A blood sample is needed. Most of the time, blood is typically drawn from a vein located on the inside of the elbow or the back of the hand. Then the specimen is analyzed in the laboratory typically using immunoassay. Normal adult levels are usually achieved by the age of 8 to 12 months. Approximately 97 to 98% of the healthy population have AFP levels less than 8.5 ng/mL.

In pregnancy, measurement of AFP is usually performed from week 16 to 20 to help identify fetal abnormalities and is usually strongly recommended for women with a family history of birth defects, pregnant women older than 35 years, those who have diabetes mellitus or have been taking any medicined that could be toxic to the fetus. In other cases, AFP detection helps to diagnose and monitor some malignancies including liver cancer and germ cell tumors (AFP tumor marker test).

AFP in pregnancy

The test is performed when a fetal abnormality and especially a defect of the neural tube in the fetus is suspected according to the results of ultrasonography examination. Between the 16 and 18th weeks of gestation, AFP level is measured in a maternal serum triple or quadruple screening test. The amount of AFP in the amniotic fluid may also be measured if the amniotic fluid is collected during amniocentesis.

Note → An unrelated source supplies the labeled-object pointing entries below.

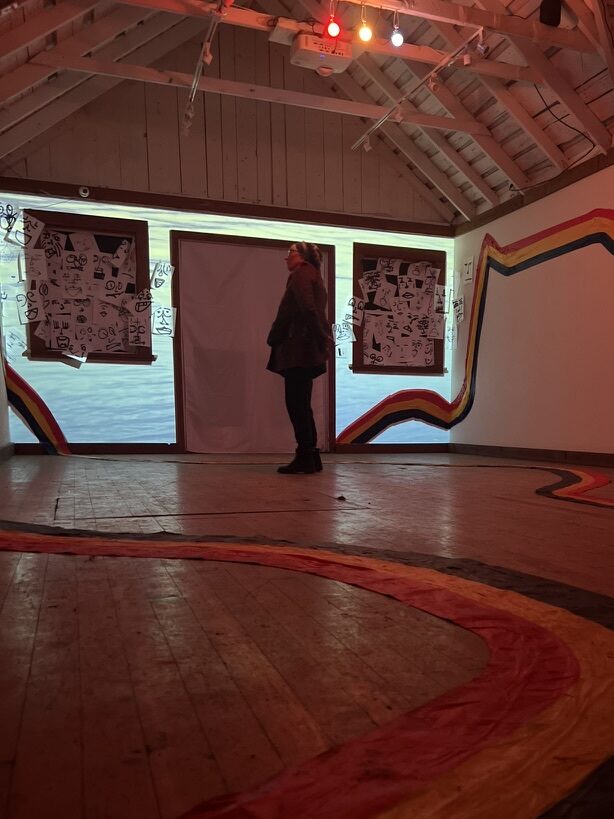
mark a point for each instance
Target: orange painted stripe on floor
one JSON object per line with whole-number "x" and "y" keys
{"x": 520, "y": 746}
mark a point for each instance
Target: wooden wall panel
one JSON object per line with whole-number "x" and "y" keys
{"x": 192, "y": 150}
{"x": 237, "y": 150}
{"x": 162, "y": 123}
{"x": 226, "y": 35}
{"x": 133, "y": 151}
{"x": 213, "y": 135}
{"x": 247, "y": 137}
{"x": 263, "y": 126}
{"x": 278, "y": 129}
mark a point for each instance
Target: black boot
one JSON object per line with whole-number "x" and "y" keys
{"x": 304, "y": 461}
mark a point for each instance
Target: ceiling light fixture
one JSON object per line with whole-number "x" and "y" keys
{"x": 396, "y": 38}
{"x": 333, "y": 29}
{"x": 364, "y": 32}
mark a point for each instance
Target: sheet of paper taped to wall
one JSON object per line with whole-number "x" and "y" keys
{"x": 403, "y": 312}
{"x": 80, "y": 290}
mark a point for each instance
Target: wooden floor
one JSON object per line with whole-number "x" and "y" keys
{"x": 139, "y": 687}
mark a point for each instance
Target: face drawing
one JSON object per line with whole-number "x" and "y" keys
{"x": 163, "y": 321}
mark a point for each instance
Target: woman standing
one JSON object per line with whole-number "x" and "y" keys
{"x": 300, "y": 344}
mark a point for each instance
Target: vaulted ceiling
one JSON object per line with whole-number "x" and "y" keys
{"x": 469, "y": 126}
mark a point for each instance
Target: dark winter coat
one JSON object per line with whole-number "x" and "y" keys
{"x": 300, "y": 336}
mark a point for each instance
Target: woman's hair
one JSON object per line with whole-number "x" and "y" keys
{"x": 310, "y": 253}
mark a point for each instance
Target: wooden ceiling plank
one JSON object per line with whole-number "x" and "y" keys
{"x": 487, "y": 143}
{"x": 353, "y": 90}
{"x": 604, "y": 21}
{"x": 406, "y": 145}
{"x": 43, "y": 23}
{"x": 446, "y": 98}
{"x": 143, "y": 50}
{"x": 89, "y": 40}
{"x": 586, "y": 21}
{"x": 509, "y": 101}
{"x": 439, "y": 141}
{"x": 265, "y": 22}
{"x": 261, "y": 93}
{"x": 552, "y": 77}
{"x": 447, "y": 12}
{"x": 430, "y": 197}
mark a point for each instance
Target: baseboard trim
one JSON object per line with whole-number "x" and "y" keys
{"x": 105, "y": 449}
{"x": 522, "y": 453}
{"x": 389, "y": 448}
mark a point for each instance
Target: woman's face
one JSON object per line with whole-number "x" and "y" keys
{"x": 292, "y": 257}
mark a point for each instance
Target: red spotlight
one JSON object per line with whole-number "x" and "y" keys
{"x": 333, "y": 29}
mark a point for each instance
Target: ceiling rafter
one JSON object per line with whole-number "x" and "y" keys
{"x": 406, "y": 144}
{"x": 247, "y": 18}
{"x": 233, "y": 88}
{"x": 43, "y": 23}
{"x": 499, "y": 21}
{"x": 386, "y": 86}
{"x": 603, "y": 25}
{"x": 408, "y": 147}
{"x": 552, "y": 76}
{"x": 509, "y": 101}
{"x": 87, "y": 41}
{"x": 144, "y": 44}
{"x": 402, "y": 142}
{"x": 450, "y": 102}
{"x": 586, "y": 21}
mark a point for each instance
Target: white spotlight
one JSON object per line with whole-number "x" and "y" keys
{"x": 396, "y": 38}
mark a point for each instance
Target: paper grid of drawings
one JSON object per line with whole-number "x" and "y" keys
{"x": 79, "y": 290}
{"x": 403, "y": 312}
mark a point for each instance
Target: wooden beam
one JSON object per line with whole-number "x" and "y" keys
{"x": 43, "y": 23}
{"x": 509, "y": 101}
{"x": 499, "y": 21}
{"x": 247, "y": 91}
{"x": 585, "y": 19}
{"x": 396, "y": 161}
{"x": 385, "y": 84}
{"x": 432, "y": 56}
{"x": 87, "y": 41}
{"x": 353, "y": 90}
{"x": 247, "y": 18}
{"x": 431, "y": 10}
{"x": 604, "y": 23}
{"x": 553, "y": 77}
{"x": 143, "y": 50}
{"x": 407, "y": 146}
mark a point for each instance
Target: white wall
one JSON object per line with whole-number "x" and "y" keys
{"x": 5, "y": 439}
{"x": 545, "y": 373}
{"x": 237, "y": 150}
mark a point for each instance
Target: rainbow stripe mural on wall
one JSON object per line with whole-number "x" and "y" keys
{"x": 596, "y": 227}
{"x": 33, "y": 411}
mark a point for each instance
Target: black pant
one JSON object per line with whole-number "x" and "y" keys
{"x": 298, "y": 385}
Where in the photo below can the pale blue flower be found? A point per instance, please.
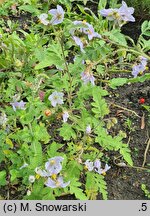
(18, 105)
(65, 116)
(53, 166)
(56, 98)
(57, 15)
(43, 19)
(87, 77)
(126, 13)
(58, 183)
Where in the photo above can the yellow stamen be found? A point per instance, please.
(37, 176)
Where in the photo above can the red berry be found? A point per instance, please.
(141, 101)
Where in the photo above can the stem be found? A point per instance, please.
(145, 153)
(115, 105)
(69, 76)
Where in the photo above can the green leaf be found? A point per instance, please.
(99, 180)
(117, 37)
(126, 153)
(49, 61)
(3, 181)
(37, 157)
(100, 106)
(74, 169)
(91, 188)
(75, 189)
(14, 175)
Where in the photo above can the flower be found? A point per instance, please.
(141, 100)
(18, 105)
(89, 165)
(41, 173)
(91, 33)
(78, 41)
(58, 15)
(87, 77)
(143, 61)
(139, 68)
(96, 166)
(65, 116)
(88, 129)
(99, 169)
(126, 13)
(31, 178)
(53, 166)
(59, 182)
(3, 119)
(56, 98)
(28, 192)
(24, 165)
(47, 112)
(43, 19)
(111, 14)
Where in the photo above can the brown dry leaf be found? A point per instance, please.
(143, 121)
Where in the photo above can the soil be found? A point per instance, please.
(125, 183)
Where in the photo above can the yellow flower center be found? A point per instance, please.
(52, 162)
(59, 16)
(37, 176)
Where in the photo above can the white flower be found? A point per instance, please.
(65, 116)
(43, 19)
(56, 98)
(31, 178)
(88, 129)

During pregnancy AFP values are the following:

  • 12 weeks gestation <42 µg/mL;
  • 14 weeks gestation <35 µg/mL;
  • 16 weeks gestation <29 µg/mL;
  • 18 weeks gestation <20 µg/mL;
  • 20 weeks gestation <18 µg/mL;
  • 22 weeks gestation <14 µg/mL;
  • 30 weeks gestation <3 µg/mL;
  • 35 weeks gestation <2 µg/mL;
  • 40 weeks gestation <1 µg/mL;

The level of alpha-fetoprotein in a pregnant woman may be increased in the case of:

  • anencephaly (absence of a major portion of the brain, skull, and scalp that occurs during embryonic development);
  • cystic fibrosis (a genetic disorder);
  • duodenal atresia (congenital absence or complete closure of a portion of the lumen of the duodenum);
  • esophageal atresia (congenital absence or complete closure of a portion of the lumen of the esophagus);
  • obstruction of the ureter with hydronephrosis;
  • fetal death;
  • meningomyelocele (herniation of the spinal cord and its meninges through a defect in the vertebral arch);
  • multiple pregnancy;
  • nephrosis (congenital);
  • neural tube defects;
  • spina bifida (defect of the vertebral arch);
  • omphalocele (a birth defect of the abdominal wall);
  • Turner syndrome (a condition in which a female is partly or completely missing an X chromosome).

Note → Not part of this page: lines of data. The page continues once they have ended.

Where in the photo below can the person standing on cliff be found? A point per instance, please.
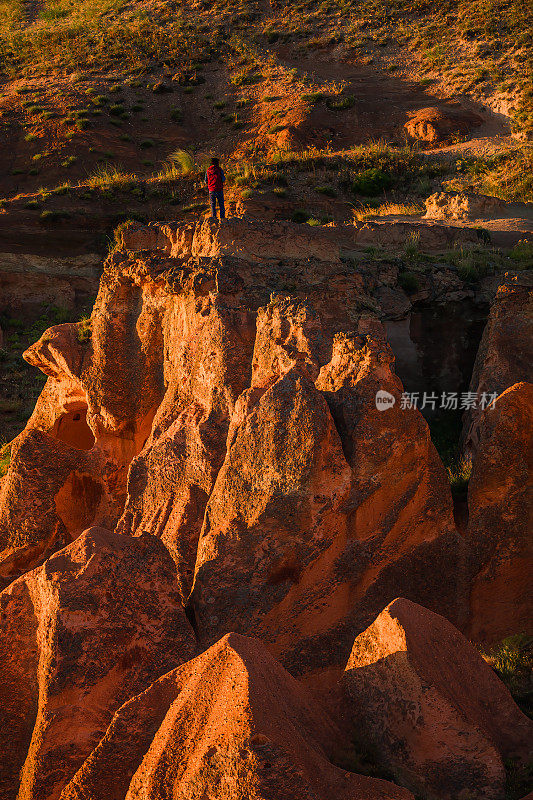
(215, 180)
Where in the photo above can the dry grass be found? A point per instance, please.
(386, 210)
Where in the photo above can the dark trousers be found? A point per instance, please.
(218, 194)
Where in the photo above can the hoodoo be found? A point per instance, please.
(266, 400)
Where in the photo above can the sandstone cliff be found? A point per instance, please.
(217, 420)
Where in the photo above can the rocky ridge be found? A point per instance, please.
(219, 414)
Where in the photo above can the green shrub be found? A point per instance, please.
(184, 160)
(84, 330)
(459, 472)
(409, 282)
(5, 459)
(341, 103)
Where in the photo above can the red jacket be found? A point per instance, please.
(215, 178)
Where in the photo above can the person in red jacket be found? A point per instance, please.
(215, 180)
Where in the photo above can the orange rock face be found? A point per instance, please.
(325, 506)
(436, 125)
(231, 724)
(233, 415)
(96, 624)
(500, 523)
(435, 711)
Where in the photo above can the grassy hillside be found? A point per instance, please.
(97, 96)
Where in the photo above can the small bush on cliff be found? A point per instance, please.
(459, 472)
(183, 160)
(5, 459)
(84, 330)
(512, 659)
(409, 282)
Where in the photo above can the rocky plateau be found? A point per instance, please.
(228, 571)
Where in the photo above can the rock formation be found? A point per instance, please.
(500, 523)
(433, 709)
(96, 624)
(436, 125)
(232, 724)
(232, 414)
(505, 354)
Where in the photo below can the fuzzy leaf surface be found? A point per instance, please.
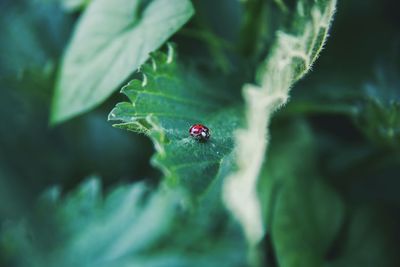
(165, 104)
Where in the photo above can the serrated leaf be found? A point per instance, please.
(110, 41)
(130, 226)
(292, 56)
(165, 104)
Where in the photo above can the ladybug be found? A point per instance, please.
(199, 132)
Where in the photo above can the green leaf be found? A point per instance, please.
(303, 214)
(88, 230)
(75, 5)
(368, 241)
(291, 57)
(110, 41)
(165, 104)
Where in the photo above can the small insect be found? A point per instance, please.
(199, 132)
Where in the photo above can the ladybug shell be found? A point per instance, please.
(199, 132)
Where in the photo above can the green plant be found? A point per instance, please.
(297, 171)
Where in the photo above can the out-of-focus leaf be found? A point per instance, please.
(165, 104)
(75, 5)
(88, 230)
(303, 213)
(130, 226)
(32, 36)
(110, 41)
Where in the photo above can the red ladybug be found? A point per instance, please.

Lower maternal serum AFP concentrations may indicate disorders in the unborn child including trisomy of chromosome 18 (Edwards syndrome) or 21 (Down syndrome).

It should be noted that in most cases abnormal AFP levels may be a sign of wrong due date calculation rather than any abnormality in an unborn child – as AFP levels change through pregnancy a bit higher or lower AFP may suggest that a baby is younger or older than suggested by due date calculations.

AFP in cancer

AFP test is required to diagnose liver malignancies (hepatocellular carcinoma, primary hepatoma) as well as monitor treatment response in hepatoma and germ cell neoplasms and respectively assess prognosis. However, AFP is a non-specific tumor marker and can be increased in lymphomas and renal cell carcinomas as well. In high-risk patients, AFP values between 100 and 350 ng/mL suggest hepatocellular carcinoma.

AFP in non-cancer conditions

AFP measurement is also done to follow up with patients with chronic hepatitis (alcoholic, viral) or liver cirrhosis. AFP levels also appear to increase in individuals with ataxia-telangiectasia syndrome (neurodegenerative, autosomal recessive disease) and hereditary tyrosinemia (metabolic disorder).